Roma sperimentale contro il Monza e con Dybala part-time
Ultimo allenamento poi la partenza questo pomeriggio per Monza dove domani la Roma affronterà la squadra di Palladino in una volata Champions che vede i giallorossi appaiati a Milan e Inter. Tre punti vitali prima dello scontro diretto di sabato contro i nerazzurri, ma come ormai Mourinho va ripetendo da mesi l’obiettivo è concentrarsi partita dopo partita, soprattutto perché i tantissimi infortuni che hanno colpito i giallorossi non permettono di fare chissà quali calcoli. Ecco allora che sarà fondamentale capire nella rifinitura di oggi le reali condizioni di Dybala, Wijnaldum, Belotti e Bove. In particolare la Joya che, sabato con il Milan era in panchina, e domani potrebbe tornare utile a gara in corso. Difficile che il portoghese lo rischi dall’inizio, il piano ora prevede una gestione part time del 21 giallorosso, affinché possa tornare in condizione per sabato contro l’Inter e per la prima delle due semifinali con il Bayer Leverkusen dell’11 maggio. Nel frattempo chiederà uno sforzo al gruppo azzurro di casa Roma. Da Mancini a Cristante, passando per Pellegrini ed El Shaarawy, fino ad arrivare a Spinazzola e Belotti. A loro si aggrapperà in un rush finale che può rendere il finale di stagione da 8 in pagella o da insufficienza senza l’accesso in Champions e l’eliminazione in Europa League.
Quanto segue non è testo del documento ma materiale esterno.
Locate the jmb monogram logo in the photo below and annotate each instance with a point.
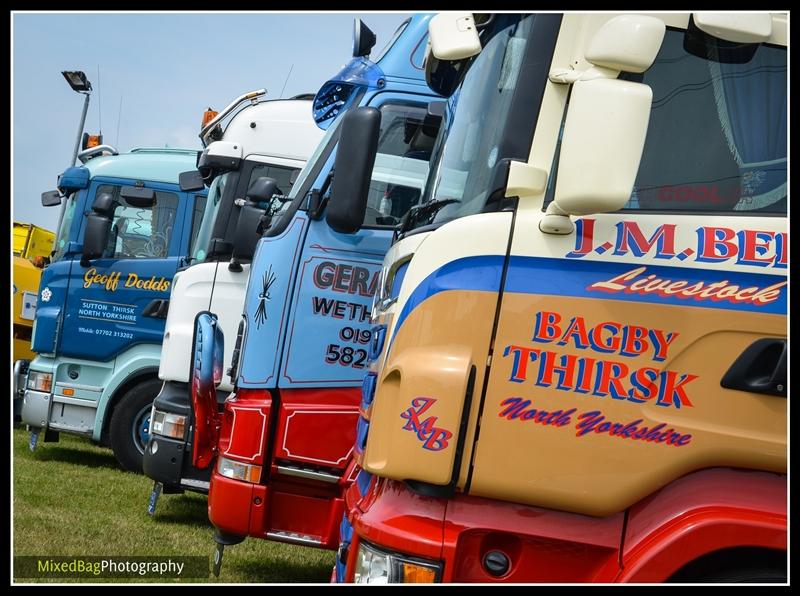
(432, 437)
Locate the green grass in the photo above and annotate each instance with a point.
(71, 499)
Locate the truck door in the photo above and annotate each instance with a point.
(328, 330)
(113, 302)
(651, 342)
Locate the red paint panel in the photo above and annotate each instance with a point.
(700, 513)
(307, 515)
(245, 426)
(317, 427)
(543, 545)
(229, 504)
(398, 519)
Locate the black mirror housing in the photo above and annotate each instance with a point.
(95, 237)
(262, 189)
(363, 39)
(104, 204)
(355, 158)
(191, 180)
(246, 237)
(143, 198)
(51, 198)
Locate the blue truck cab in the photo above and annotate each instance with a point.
(281, 450)
(126, 229)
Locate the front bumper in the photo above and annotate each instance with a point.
(35, 410)
(168, 460)
(20, 379)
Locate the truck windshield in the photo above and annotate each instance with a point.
(215, 192)
(467, 149)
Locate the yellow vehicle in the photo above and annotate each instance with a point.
(32, 247)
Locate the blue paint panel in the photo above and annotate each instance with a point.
(103, 319)
(480, 273)
(55, 278)
(399, 276)
(561, 277)
(330, 320)
(535, 275)
(404, 58)
(267, 302)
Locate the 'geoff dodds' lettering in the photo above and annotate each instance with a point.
(111, 281)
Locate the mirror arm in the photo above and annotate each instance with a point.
(568, 76)
(556, 221)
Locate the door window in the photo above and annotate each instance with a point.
(140, 232)
(405, 141)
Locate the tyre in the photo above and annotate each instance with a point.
(129, 429)
(763, 575)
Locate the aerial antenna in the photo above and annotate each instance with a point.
(99, 102)
(287, 80)
(119, 118)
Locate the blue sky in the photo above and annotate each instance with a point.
(167, 68)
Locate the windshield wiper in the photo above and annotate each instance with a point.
(428, 209)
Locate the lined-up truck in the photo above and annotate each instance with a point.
(258, 154)
(281, 451)
(579, 350)
(31, 252)
(127, 228)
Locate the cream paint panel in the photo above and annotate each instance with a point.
(529, 240)
(599, 474)
(191, 293)
(482, 234)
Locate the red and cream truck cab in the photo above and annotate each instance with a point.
(580, 336)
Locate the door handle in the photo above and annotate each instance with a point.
(761, 368)
(157, 309)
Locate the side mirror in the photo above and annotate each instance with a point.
(104, 204)
(98, 226)
(51, 198)
(95, 238)
(453, 36)
(602, 145)
(363, 39)
(262, 189)
(355, 158)
(191, 180)
(246, 236)
(143, 198)
(205, 374)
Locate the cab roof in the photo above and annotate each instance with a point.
(151, 164)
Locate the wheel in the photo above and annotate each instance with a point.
(129, 429)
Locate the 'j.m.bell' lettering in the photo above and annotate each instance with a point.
(599, 376)
(432, 437)
(347, 279)
(710, 244)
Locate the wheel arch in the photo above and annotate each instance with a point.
(134, 378)
(702, 517)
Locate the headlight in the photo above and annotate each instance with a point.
(39, 381)
(167, 425)
(238, 471)
(377, 567)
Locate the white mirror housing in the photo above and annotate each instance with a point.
(453, 36)
(735, 27)
(627, 43)
(602, 145)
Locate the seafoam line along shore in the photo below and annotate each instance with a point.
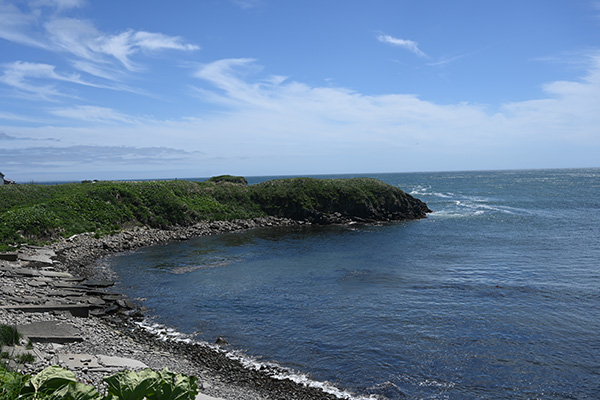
(119, 334)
La speranza dunque è mantenere vivi tutti gli obiettivi provando a recuperare Smalling per il momento clou della stagione e intanto domani in Brianza ci sarà spazio per una Roma che definire sperimentale è dir poco. Perché se non c’è tempo per passare alla difesa a quattro, ecco che Cristante verrà arretrato tra i centrali, mentre in mediana con Bove potrebbe rivedersi Camara che non gioca una partita da titolare dallo scorso 13 novembre. In alternativa potrebbe scalare Pellegrini al fianco di Edoardo con El Shaarawy e Solbakken dietro Abraham e Zalewski a sinistra, confermando Celik sulla fascia destra.